Nach seiner Aufholjagd beim Kanada-Grand-Prix wurde Sebastian Vettel nicht von Ferrari an Kimi Räikkönen vorbeigewunken - So bleibt es auch erst einmal

(Motorsport-Total.com) - Nachdem Kimi Räikkönen in Montreal von Platz drei und Sebastian Vettel nur von Rang 18 gestartet war, war nicht vorauszusehen wann und ob sich die Ferrari-Teamkollegen beim Grand Prix von Kanada noch nahe kommen würden. Am Ende landete Vettel hinter Räikkönen auf Platz fünf, ohne dass das Team in die Reihenfolge eingriff. Vettels Titelchancen in einer so frühen Phase der Saison schon sichern zu wollen, sei laut Teamchef Maurizio Arrivabene kein Thema bei der Scuderia.

Maurizio Arrivabene, Sebastian Vettel, Kimi Räikkönen

Bei Ferrari sind die Verhältnisse noch geklärt und entspannt Zoom

Bei den Roten herrscht noch Gleichberechtigung und Räikkönen hatte auf dem Circuit Gilles Villeneuve die besten Voraussetzungen, seine Position im Team zu bestärken. Nachdem sich Vettel wegen technischer Probleme nur auf Startplatz 16 qualifizieren konnte und wegen Überholens unter roten Flaggen noch weiter nach hinten versetzt wurde, sollte der Finne den Kanada-Angriff auf Mercedes starten.

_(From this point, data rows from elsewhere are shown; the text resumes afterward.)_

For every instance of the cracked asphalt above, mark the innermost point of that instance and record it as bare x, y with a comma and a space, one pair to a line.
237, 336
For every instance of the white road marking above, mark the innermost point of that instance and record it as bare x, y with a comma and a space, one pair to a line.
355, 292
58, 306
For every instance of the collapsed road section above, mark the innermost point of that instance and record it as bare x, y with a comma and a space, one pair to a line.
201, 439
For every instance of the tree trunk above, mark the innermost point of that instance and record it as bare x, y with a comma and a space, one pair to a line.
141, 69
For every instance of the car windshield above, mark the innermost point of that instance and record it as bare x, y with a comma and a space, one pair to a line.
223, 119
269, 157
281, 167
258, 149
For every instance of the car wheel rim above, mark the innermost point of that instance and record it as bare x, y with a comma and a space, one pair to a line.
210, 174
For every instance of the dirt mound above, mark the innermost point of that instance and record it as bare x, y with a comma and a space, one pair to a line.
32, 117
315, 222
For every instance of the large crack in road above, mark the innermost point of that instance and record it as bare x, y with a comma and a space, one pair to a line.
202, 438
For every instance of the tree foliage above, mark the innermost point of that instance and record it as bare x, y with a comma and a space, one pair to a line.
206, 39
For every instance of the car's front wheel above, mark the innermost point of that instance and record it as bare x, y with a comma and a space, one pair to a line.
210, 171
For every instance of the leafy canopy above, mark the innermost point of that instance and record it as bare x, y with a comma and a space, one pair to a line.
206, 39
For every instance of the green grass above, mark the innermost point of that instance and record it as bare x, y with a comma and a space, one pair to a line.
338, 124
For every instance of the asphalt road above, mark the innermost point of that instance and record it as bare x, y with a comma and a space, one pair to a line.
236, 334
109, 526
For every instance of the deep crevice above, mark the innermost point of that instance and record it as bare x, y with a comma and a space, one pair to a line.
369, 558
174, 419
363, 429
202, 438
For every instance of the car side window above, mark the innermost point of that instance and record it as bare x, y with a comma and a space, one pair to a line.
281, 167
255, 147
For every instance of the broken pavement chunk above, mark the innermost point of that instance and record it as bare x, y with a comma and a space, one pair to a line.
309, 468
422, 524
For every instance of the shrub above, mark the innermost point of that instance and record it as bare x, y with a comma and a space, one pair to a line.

Doch der Weltmeister von 2007 vertat seine Chance mit dem Dreher in Runde27 und kam über den vierten Platz nicht hinaus. Vettel kam dafür durch Feld gepflügt und an seinen Teamkollegen ran, auch wenn am Ende noch 4,278 Sekunden fehlten, weil sich die Anstrengung laut dem Heppenheimer nicht mehr lohnte.

Sebastian Vettel, Kimi Räikkönen

Vettel konnte sich bisher meist deutlich gegen Räikkönen durchsetzen Zoom

Im mit Spannung erwarteten Teamduell der beiden sich gut verstehenden Kollegen hat Vettel derzeit die Nase vorn. An den bisherigen sieben Rennwochenenden hat sich der viermalige Weltmeister sechsmal vor Räikkönen qualifizieren können, fünfmal kam er vor ihm ins Ziel. In der Gesamtwertung liegt Vettel derzeit mit 108 Punkten am dichtesten an den Silberpfeilen (26 Punkte hinter Rosberg) und hat 36 Zähler mehr als der Finne.

Für Ferrari ist es aber noch zu früh, mit Titelchancen zu rechnen. "Solche Diskussion gibt es bei uns gar nicht", so Arrivabene. "Wir haben unsere Verhaltensregeln schon zu Beginn des Jahres klar gemacht: Unsere Fahrer können gegeneinander antrete, bis es für einen rechnerisch nicht mehr möglich ist, zu gewinnen. Das ist auch im Interesse des Teams. Sie können machen, was sie wollen, solange sie das Auto nicht kaputtfahren - dann würden sie mit mir ein Problem bekommen."